第1章 原子力に期待される役割とその展開
1.世界のエネルギー事情と原子力発電

(2)将来のエネルギー需給見通しと原子力発電

 将来の世界のエネルギー需要は,先進国において省エネルギーの進展,産業構造の変化等によって今後それ程大きな伸びは見込まれないが,開発途上国においては工業化の進展や人口の増加,生活水準の向上等から着実な増加が予測される。現在,国連統計によると,開発途上国には世界人口の約3/4の人々が住んでいるが,そのエネルギー消費量は,全世界の約1/4に留まり,1人当たりのエネルギー消費量は先進国の約1/10にしか過ぎない。これらの国々の人口規模と今後の経済発展に伴うエネルギー消費単位の増大を勘案すると,開発途上国におけるエネルギー需要の伸びは,潜在的に極めて大きなものと考えられる。
 したがって,世界全体のエネルギー需要も緩やかながら着実に伸びていき,自由世界のエネルギー需要は,日本エネルギー経済研究所の見通しによると,2000年には1983年の約1.4倍に増大するものと見込まれている。

 中長期的に見た石油需給については,需要面からは,先進国において伸びを極力抑制するとしても,新興工業経済地域(NIES)をはじめとして,開発途上国等において相当の伸びが見込まれるため,全体としては増大傾向にある。また,供給面からは,OPEC(石油輸出国機構)諸国以外の産油地域の生産能力の低下が予想され,OPEC諸国が増産に踏み切ったとしても,世界の石油生産能力はほとんど横ばいで推移することとなり,これにより再びOPEC依存度が上昇し,石油供給が不安定化することが懸念される。このため,石油需給は再びひっ迫し,原油価格は上昇するものと考えられている。
 このような見通しの下で,先進各国は,引き続き,石油依存度低減を目標とした政策を推進していくこととしている。

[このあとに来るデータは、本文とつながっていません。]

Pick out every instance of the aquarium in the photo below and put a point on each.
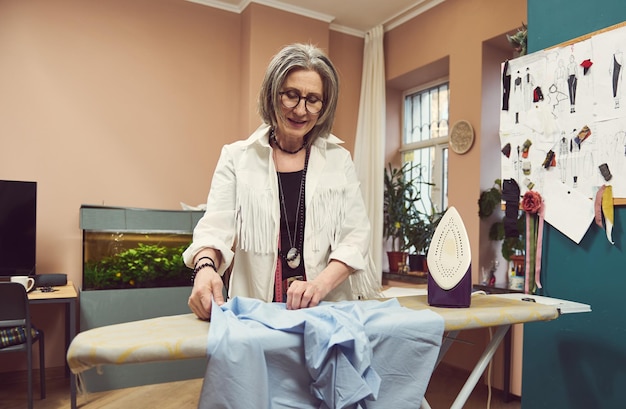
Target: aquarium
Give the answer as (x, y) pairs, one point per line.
(126, 248)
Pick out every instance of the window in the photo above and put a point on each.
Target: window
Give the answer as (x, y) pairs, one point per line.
(425, 141)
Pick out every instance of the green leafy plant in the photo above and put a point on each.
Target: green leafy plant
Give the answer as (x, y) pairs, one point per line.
(487, 203)
(519, 40)
(400, 197)
(144, 266)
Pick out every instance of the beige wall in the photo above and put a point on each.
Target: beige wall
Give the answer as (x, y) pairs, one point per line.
(128, 103)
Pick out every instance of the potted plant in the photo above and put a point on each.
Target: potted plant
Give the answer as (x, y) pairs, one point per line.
(400, 197)
(419, 236)
(487, 203)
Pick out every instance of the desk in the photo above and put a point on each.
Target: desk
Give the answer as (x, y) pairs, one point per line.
(64, 295)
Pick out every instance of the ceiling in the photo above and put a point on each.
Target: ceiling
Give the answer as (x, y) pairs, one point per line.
(350, 16)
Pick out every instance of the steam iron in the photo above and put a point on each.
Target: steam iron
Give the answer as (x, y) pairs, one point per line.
(450, 264)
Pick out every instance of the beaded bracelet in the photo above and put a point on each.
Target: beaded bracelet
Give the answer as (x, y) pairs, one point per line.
(201, 266)
(203, 258)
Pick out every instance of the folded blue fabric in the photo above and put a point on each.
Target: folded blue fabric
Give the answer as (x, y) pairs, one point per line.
(335, 355)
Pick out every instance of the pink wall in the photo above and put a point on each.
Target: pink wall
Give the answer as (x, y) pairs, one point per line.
(128, 103)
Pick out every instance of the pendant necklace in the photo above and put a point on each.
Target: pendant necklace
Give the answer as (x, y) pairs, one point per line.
(293, 256)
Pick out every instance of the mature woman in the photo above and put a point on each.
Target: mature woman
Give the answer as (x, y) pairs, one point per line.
(285, 209)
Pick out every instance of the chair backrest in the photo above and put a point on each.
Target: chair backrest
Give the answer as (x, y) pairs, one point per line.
(14, 308)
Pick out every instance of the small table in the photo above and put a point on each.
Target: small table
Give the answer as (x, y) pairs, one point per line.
(62, 295)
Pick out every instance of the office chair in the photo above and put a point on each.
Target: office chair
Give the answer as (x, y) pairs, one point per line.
(17, 333)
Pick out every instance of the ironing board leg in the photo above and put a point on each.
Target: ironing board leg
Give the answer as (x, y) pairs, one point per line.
(471, 382)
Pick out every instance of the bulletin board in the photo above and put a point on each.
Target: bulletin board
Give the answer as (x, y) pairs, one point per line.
(563, 116)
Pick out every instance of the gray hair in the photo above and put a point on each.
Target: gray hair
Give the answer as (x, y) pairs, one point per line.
(290, 58)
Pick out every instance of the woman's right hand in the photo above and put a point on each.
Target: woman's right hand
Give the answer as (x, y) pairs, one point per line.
(207, 286)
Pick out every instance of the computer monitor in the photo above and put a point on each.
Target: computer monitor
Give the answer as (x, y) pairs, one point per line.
(18, 227)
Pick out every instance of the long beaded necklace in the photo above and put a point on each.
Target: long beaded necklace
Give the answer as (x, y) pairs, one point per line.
(293, 257)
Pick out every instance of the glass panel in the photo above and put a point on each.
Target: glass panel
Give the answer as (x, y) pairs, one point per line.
(426, 114)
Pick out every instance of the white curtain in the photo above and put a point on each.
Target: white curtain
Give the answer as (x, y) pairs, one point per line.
(369, 151)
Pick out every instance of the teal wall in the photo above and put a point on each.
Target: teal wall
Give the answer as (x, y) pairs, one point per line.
(579, 360)
(551, 22)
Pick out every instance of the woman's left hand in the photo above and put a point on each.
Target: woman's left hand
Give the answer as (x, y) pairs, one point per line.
(305, 294)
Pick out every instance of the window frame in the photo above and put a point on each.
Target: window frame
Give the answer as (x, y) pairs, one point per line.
(438, 194)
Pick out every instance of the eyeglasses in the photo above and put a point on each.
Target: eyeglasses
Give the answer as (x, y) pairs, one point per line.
(291, 99)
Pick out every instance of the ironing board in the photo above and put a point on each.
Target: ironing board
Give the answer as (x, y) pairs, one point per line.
(185, 337)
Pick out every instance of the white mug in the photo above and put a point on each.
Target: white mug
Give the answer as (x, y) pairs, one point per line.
(26, 281)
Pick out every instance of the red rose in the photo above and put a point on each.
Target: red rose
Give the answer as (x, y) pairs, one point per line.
(531, 202)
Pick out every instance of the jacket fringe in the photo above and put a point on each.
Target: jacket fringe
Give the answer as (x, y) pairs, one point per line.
(254, 220)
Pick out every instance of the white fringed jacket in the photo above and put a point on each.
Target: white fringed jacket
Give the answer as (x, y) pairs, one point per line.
(243, 213)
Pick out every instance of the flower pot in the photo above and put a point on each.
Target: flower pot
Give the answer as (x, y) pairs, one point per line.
(397, 259)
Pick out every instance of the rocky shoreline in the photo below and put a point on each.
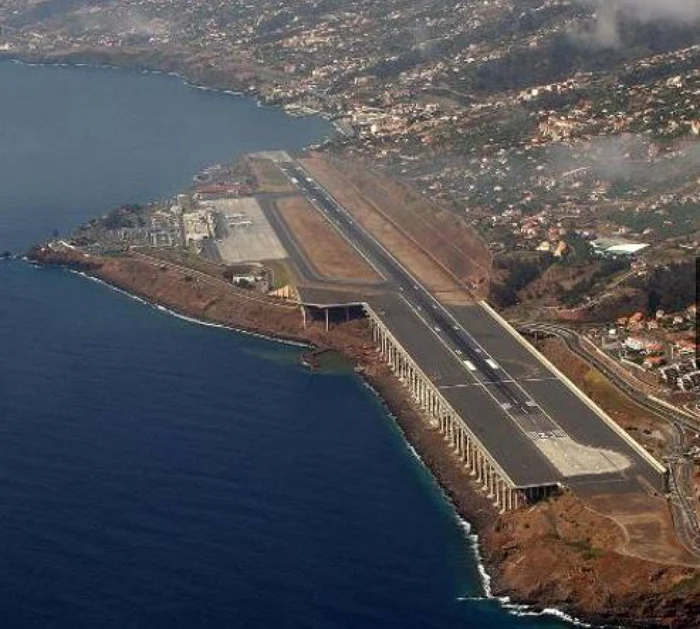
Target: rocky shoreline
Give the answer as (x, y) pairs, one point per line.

脱石油のための政策の柱は省エネルギーと石油代替エネルギー開発の推進である。
 省エネルギーに関しては,石油危機以降,各国はエネルギー利用効率の改善等の技術開発及び政策的努力を積極的に行ってきており,この努力は継続していく必要がある。
 石油代替エネルギーの開発は,石油依存度を低減させるためだけでなく,発電用燃料として使用されている石油を代替することにより,その分代替のきかない化学工業の原料等への石油供給を増やすためにも必要である。また,今後,経済活動の拡大が期待される開発途上国に,その経済発展に必要な石油資源を残しておくことも,我が国を始めとする先進国の責務である。
 このような考え方に基づき,先進諸国を中心に,石油代替エネルギーとして,石炭,天然ガス等の化石エネルギー,水力,地熱,太陽等の再生可能エネルギー,原子力発電等の開発が行われている。どの石油代替エネルギーをどの程度,どのようなバランスで開発していくかについては,各国のエネルギー事情により自ずと異なるが,後述するとおり,多くの先進諸国においては,量的,経済的,技術的観点及び窒素酸化物,二酸化炭素等を発生させないという環境への影響の観点から,原子力発電をエネルギー供給源の主力の一つとして,安全確保に万全を期しつつ,積極的に開発していくこととしている。
 例えば,1987年に経済協力開発機構原子力機関(OECD/NEA)が発表した長期展望によると,世界の原子力総発電設備量は,2000年には5〜6億キロワット,2025年には9〜22億キロワットに達すると予測されている。